33 And, as I said in Beluga Shipping GmbH & Co KS "Beluga Fantastic" v Headway Shipping Ltd (No 2) (2008) 251 ALR 620 at 628 [33]:
… a finding that there was a prima facie case on one aspect of the claim against [the party to be served] has the consequence that he may be proceeded against on other bases as well. That is because it is only necessary that a prima facie case be established for any one of the causes of action relied on for the relief sought: Bray [v F Hoffman-La Roche Ltd (2003) 130 FCR 317] at [47]-[55] per Carr J, [176]-[191] per Branson J; Ho [(2006) 24 ACLC 1526] at [45]-[46].
34 Of course, I cannot make, and am not making in these reasons, findings of fact that are in any way determinative of the ultimate issues in these proceedings. Nor is it the purpose of the rule that that be done. That purpose is, as Lee J identified in Century Insurance Ltd [1996] FCA 376, that the Court be satisfied that a controversy exists between the parties that warrants the use of its processes to resolve that controversy so as to justify the exercise of the long-arm jurisdiction that r 10.43 authorises, in order to expose a foreigner to this country's jurisdiction.

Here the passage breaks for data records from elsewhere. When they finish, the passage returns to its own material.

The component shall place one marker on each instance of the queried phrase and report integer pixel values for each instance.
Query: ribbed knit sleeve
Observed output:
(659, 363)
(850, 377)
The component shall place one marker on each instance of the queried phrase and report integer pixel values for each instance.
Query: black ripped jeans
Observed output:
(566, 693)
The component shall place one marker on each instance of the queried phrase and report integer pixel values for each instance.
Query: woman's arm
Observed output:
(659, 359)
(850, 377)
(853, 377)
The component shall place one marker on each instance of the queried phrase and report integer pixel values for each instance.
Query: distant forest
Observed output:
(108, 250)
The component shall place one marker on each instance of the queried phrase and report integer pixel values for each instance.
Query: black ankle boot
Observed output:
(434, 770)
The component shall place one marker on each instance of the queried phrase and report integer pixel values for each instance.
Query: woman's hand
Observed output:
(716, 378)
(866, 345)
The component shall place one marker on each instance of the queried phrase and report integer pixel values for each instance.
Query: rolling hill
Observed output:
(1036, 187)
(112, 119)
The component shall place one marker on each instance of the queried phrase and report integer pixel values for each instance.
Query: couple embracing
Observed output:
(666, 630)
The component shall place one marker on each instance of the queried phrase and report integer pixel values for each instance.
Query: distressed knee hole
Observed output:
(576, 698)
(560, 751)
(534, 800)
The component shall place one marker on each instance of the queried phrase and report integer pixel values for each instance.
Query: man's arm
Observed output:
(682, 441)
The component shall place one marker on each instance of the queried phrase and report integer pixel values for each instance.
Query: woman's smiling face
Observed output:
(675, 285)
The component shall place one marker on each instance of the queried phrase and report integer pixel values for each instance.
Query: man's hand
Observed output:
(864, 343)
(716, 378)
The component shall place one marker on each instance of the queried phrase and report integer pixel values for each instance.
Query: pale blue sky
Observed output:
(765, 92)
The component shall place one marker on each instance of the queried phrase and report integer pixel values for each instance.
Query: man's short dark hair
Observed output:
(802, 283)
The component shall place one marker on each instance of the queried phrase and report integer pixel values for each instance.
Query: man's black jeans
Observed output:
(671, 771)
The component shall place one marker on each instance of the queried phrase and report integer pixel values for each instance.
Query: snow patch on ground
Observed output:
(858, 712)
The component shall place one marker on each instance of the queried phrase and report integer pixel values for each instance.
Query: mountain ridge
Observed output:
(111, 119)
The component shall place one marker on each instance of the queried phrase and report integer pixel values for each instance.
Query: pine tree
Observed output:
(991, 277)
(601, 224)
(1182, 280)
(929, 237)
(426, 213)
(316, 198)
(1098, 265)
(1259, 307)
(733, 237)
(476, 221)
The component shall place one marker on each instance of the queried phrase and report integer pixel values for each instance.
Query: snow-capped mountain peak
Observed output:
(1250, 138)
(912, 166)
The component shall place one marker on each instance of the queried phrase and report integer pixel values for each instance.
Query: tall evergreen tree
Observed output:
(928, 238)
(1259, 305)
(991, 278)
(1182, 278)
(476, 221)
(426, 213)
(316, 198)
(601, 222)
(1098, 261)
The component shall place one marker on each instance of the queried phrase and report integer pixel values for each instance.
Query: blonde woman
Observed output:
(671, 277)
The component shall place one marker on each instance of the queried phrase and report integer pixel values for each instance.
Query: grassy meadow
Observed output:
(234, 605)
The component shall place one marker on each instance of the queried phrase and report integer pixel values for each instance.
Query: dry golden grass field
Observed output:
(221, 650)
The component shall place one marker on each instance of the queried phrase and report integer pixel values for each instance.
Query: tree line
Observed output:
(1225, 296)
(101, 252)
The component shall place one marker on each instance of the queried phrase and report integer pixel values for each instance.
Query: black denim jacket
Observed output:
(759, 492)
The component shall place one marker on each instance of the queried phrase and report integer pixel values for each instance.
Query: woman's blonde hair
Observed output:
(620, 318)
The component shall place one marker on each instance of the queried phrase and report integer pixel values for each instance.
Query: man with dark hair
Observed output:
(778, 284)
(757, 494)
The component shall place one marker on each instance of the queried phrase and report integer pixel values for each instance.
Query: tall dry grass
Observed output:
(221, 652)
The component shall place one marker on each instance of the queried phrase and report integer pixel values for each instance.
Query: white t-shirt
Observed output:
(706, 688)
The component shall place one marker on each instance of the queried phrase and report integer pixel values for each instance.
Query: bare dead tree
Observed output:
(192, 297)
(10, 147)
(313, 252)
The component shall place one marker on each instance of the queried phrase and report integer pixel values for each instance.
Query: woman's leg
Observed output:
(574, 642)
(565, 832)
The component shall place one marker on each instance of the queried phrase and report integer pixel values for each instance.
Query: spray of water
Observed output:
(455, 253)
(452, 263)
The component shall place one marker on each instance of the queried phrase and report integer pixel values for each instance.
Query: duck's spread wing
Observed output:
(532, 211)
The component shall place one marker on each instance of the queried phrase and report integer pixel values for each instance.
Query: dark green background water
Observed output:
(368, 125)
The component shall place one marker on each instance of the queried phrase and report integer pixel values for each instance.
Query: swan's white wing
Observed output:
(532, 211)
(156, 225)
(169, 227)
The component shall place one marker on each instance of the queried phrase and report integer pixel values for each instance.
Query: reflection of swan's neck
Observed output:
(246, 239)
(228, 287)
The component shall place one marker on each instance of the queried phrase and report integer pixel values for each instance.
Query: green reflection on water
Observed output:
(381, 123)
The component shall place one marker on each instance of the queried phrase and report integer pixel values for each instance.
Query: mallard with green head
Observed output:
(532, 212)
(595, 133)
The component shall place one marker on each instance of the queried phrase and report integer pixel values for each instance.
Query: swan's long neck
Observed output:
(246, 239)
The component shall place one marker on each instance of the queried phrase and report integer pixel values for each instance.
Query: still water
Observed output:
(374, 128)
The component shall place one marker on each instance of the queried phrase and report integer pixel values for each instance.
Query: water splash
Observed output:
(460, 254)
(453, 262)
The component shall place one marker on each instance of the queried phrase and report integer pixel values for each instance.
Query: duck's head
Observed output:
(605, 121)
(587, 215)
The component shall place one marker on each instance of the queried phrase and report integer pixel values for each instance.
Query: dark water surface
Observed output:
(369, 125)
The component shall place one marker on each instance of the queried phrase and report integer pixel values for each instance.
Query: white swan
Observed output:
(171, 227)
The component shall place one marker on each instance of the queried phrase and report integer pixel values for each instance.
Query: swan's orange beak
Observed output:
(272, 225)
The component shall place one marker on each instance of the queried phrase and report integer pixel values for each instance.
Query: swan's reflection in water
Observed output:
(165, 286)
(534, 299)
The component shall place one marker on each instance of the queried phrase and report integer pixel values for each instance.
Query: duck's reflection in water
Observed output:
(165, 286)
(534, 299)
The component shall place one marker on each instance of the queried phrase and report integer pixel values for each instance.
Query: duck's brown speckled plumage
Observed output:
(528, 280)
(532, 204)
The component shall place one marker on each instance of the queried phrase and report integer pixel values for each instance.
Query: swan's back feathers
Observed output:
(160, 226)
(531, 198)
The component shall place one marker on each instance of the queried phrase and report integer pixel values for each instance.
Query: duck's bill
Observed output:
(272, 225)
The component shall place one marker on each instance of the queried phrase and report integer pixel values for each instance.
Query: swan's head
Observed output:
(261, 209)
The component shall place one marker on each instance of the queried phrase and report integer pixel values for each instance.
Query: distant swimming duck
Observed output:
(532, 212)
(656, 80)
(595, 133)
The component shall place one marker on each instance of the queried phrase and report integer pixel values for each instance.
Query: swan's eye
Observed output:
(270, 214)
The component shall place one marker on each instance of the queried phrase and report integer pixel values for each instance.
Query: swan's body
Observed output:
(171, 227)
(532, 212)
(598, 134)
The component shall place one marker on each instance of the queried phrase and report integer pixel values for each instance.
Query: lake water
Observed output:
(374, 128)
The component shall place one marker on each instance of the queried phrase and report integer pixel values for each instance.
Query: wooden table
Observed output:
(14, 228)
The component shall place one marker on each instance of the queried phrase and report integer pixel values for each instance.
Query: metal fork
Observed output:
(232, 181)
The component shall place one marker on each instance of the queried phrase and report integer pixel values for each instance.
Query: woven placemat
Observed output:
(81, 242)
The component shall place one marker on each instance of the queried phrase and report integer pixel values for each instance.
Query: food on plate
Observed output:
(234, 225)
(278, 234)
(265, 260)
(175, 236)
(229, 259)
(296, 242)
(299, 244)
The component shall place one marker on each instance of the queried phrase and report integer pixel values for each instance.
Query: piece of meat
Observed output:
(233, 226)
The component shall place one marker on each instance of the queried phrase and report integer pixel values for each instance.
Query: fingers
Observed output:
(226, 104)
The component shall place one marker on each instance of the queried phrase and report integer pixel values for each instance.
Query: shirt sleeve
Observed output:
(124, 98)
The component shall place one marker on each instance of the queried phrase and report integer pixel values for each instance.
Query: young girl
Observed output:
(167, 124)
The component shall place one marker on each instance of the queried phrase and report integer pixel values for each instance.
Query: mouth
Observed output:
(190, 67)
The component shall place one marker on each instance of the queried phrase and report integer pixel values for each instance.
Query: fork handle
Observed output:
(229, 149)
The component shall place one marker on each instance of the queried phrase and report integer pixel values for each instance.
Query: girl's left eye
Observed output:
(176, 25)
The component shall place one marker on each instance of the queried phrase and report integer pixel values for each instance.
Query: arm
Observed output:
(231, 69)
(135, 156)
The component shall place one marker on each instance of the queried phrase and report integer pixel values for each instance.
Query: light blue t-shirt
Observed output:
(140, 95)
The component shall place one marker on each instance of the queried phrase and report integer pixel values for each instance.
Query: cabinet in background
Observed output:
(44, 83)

17 As there, in these reasons I am not making any findings of fact that are in any way determinative of the ultimate issues in the proceedings. I am merely identifying that a controversy exists between Mr Vautin and Bertram that warrants the use of the Court's processes to resolve it, so as to justify the use of the long-arm jurisdiction of the Court under r 10.43 to serve Bertram in the United States.
18 The proceedings appear to fall within the following items in r 10.42, namely proceedings under:
item 1: based on a cause of action arising in Australia, namely, the breach in Australia of the statutory guarantee in s 54 of the ACL constituted by the supply of goods, being the yacht, to Mr Vautin;
item 12: based on a contravention of an Act, namely, the non-compliance with the statutory guarantee in s 54(1) committed in Australia, being that supply;
item 13: based on a contravention of a law, wherever occurring, seeking relief in relation to damage suffered wholly or partly in Australia, namely, the loss or damage that Mr Vautin claims, having purchased the yacht here and it being defective; and
item 15: based on the relief under the ACL that Mr Vautin seeks.